In Dr. No, Connery was lean, mean and drop-dead gorgeous. No other Bond ever measured up to him then; in fact, in his later films, he couldn’t measure up to his old self either: By “Never Say Never Again,” which he did at the not-so-tender age of 52, he was thick in the waist and long in the tooth, his Dr. No self a shadow of what he’d become. Which is why when I refer to Connery’s Bond, it’s early Bond.
To Russia With Love is considered by the critics (or at least by a bunch of them) the best Bond movie, and since I don’t know anything about movie criticism, I guess it may be. Certainly, I liked it a lot. But Dr. No left a greater impression because it was the first Bond movie I saw.
It had all the elements I loved about the books. First, of course, there was Bond – dashing, smashing, indomitable. Then there was Dr. No, a villain’s villain. He was a German-Chinese scientist who’d had prosthetic steel hands due either to an experiment gone wrong or amputation by some Tong thugs. I think he also had a glass eye or two. Evil as he was brilliant, he had an island near Jamaica where he’d installed an island of lackeys and some sort of nuclear thingabob that’d destroy U.S. missile flights…unless he was given gazillion dollars or some such.
The plot, as any eighth grader would’ve already guessed: Bond goes to the island, gets captured, escapes, kills the madman, blows up the island, and sails off into the sunset.
I left out two vital elements of the movie’s appeal. One is the scenery, which, filmed on location, was breathtaking – especially to some Adirondack kid whose only idea of an island paradise was Jones Beach.
The other element was more breathtaking. It was Bond’s romantic interest, Honey Ryder. She was played by Ursula Andress in a skimpy white bikini, with a big knife strapped on a belt wider than her bikini bottom. She made her film entrance, emerging from the surf, beyond gorgeous, a shipwrecked sailor’s dream come true.
And what, pray tell, brought her to that beach in the first place? Shell collecting. Yep, that’s the story, which would’ve pushed credulousness past the breaking point if anyone needed a reason why she was there. But believe me, no one I knew cared. Seeing her was enough (though she was such a knockout, seeing was still not believing).
I’ve no idea if she could actually act, and no one cared about that either. And, interestingly, it didn’t matter: Her accent was so strong, her voice was dubbed throughout. Perhaps less interestingly, in typical schoolboy fashion, all my friends referred to her as Ursula un-dress.
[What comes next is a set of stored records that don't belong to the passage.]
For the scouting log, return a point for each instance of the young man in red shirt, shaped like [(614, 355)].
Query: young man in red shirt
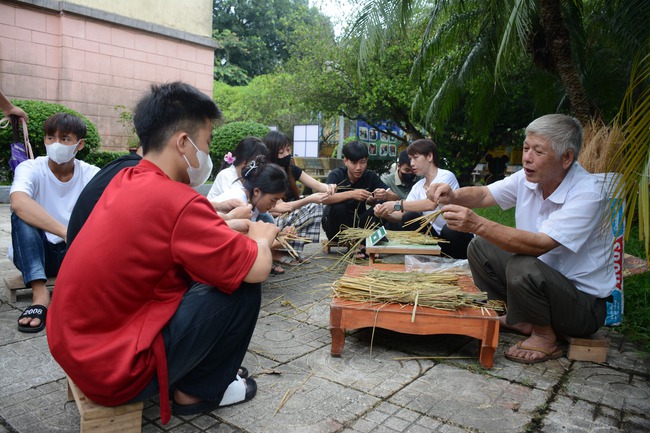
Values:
[(157, 293)]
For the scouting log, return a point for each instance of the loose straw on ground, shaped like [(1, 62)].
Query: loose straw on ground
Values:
[(290, 393), (284, 238)]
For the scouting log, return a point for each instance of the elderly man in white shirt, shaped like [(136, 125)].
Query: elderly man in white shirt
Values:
[(555, 269)]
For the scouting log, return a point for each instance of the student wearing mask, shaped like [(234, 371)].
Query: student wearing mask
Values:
[(42, 195), (157, 295)]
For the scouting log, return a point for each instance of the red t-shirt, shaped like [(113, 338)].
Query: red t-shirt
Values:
[(124, 277)]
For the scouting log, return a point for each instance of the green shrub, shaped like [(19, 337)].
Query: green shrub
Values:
[(226, 137), (38, 112), (102, 158)]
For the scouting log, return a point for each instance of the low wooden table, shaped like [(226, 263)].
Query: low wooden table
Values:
[(390, 248), (482, 324)]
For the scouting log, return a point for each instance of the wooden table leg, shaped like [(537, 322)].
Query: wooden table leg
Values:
[(489, 343), (338, 333)]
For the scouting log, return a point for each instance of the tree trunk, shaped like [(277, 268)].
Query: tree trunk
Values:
[(559, 44)]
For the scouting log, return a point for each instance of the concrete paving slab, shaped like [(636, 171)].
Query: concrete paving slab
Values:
[(378, 375), (464, 398)]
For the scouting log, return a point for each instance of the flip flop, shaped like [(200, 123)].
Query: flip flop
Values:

Over the years I’ve seen the old Bond movies and reread the books lots of times, and I’ve never tired of either. In fact, I enjoy them as much now as I did 50-plus years ago. And why is that? I’ve come up with a few possibilities.
One, they may be genuine works of art.
Two, I’m hopelessly lost in a fantasy world.
Or three (and most important): They’re exactly what they’re supposed to be — just a whole lot of fun.